The ALF can be used in many sectors of industry, including power plants and district heating and cooling systems. It operates as an integral part of such a cooling system to remove debris that can foul and clog plate heat exchangers, tubular condensers, cooling tower spray nozzles and similar equipment. The filter provides protection for all downstream equipment, helping ensure better performance along with longer service life, increased uptime and reduced maintenance costs.

The ALF80-R is the largest member of the filter portfolio family to date. This new model is distinguished by a particularly large capacity, capable of dealing with the escalating demand for greater quantities of cooling water. Higher capacity means fewer filters are needed, resulting in reduced space requirements and less piping.

The complete product range, with connections from 100-800 mm, features a flexible design that makes it easy to fit and install. Automatic backflushing makes these filters easy to operate and helps ensure continuous operation, resulting in less down time.

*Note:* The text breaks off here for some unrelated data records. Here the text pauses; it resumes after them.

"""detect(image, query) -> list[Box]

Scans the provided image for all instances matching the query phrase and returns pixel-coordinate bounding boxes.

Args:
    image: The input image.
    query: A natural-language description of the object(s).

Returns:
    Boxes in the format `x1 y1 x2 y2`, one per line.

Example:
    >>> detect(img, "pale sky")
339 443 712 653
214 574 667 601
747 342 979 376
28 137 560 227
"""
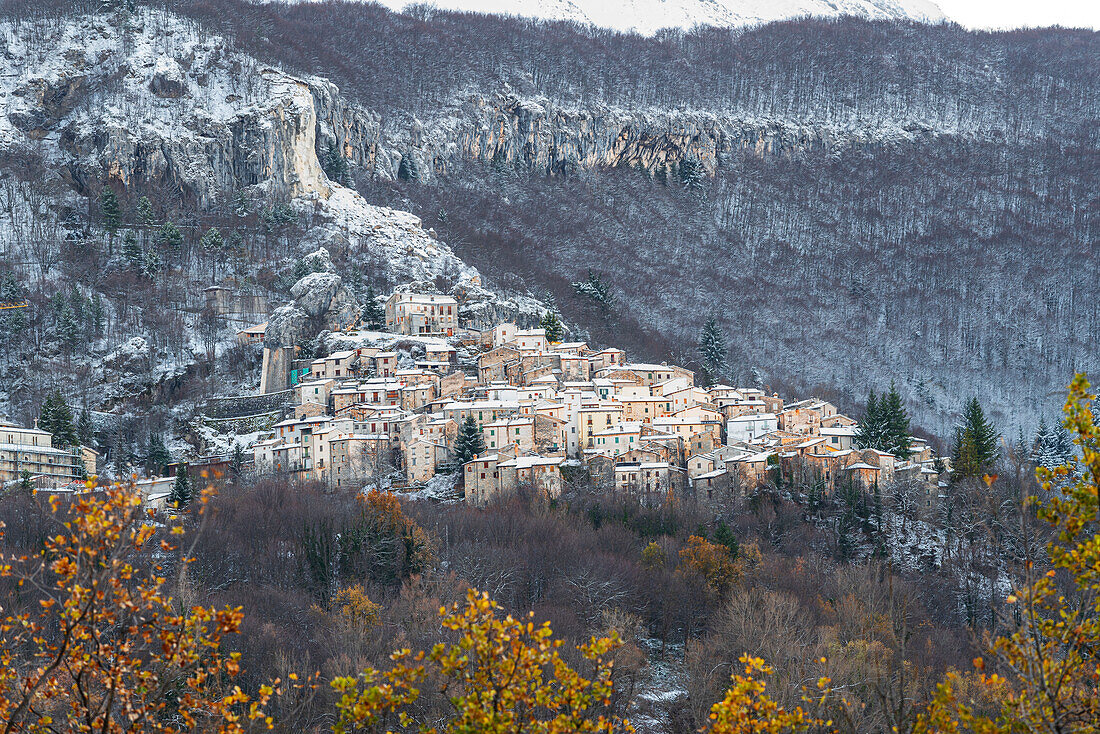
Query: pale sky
934 0 1100 30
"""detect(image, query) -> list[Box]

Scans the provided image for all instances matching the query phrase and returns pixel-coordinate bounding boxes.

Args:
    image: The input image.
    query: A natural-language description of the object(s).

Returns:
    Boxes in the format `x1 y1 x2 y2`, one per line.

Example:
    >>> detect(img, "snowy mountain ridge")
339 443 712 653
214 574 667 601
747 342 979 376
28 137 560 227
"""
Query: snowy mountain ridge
338 0 945 35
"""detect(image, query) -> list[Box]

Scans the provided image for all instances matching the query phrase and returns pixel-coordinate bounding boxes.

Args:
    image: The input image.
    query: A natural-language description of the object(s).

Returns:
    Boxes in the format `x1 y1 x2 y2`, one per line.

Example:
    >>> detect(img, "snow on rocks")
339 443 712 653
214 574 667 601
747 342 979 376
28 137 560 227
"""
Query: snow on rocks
149 56 187 99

The low pressure drop through the filter permits a greater pressure drop for the downstream PHE or condenser, which in turn makes it possible to use a smaller heat transfer area and therefore fewer plates. This cuts down on the overall cost of the PHE and, says the company, helps to provide customers with a more competitive solution.

In terms of how it works, water or other media is first pumped into a filter basket. After having passed through the filter basket, the media is discharged. Impurities with debris or other objects are kept inside the filter until flushing. As an option the process can be controlled through differential pressure measurement. However, a timer is always used in order to prevent the basket getting too dirty.

Flushing is conducted in two steps. At the first step, a flushing valve is opened and debris collected in the debris section, is released. At the second step (backflushing), a flow diverter valve placed in the basket closes while the flushing valve remains open. The closing of the diverter valve causes the full stream to divert.

After passing through the inlet section of the filter basket, a part of the stream backflushes the rear section of the filter basket to dislodge stuck debris. This ensures efficient cleaning of the basket, and debris is thus released through the flushing outlet. Meanwhile the majority of the stream passes through the filter outlet being cleaned as usual.

Slurry valve success

Meanwhile, Tyco Flow Control has designed and delivered a pneumatically operated cyclone distributor consisting of 18 Clarkson KGD slurry valves to a goldmine in Western Australia.

To install the Clarkson valves the customer’s cyclone distributor was removed from the mine and taken to the company’s Kalgoorlie workshop where the job was completed.

The valves were customised to enable them to fit into a compact area, but the modular design of Clarkson valves made this a relatively fast and reliable process.

The trial valves underwent preventative maintenance during their year and a half in operation. However the seats, once removed, were found to have significant life left in them.

KGD Mark III sleeves are designed for slurry service and their new face and seal profile allows easy installation and suitability for any pipe style without use of gaskets.

Whether closed or open the sleeve assembly provides positive sealing action protecting the metals parts from the flowing slurry.

The application at the gold mine is a testing one with the cyclone located in the grinding circuit of the processing plant where it separates larger particles of ore from smaller particles and returns them for grinding. Smaller particles move on to the next stage of the process where they are leached to extract their precious contents.

The valves’ suitability for the application was initially demonstrated by a trial installation of two KGD valves that functioned correctly for more than a year and a half.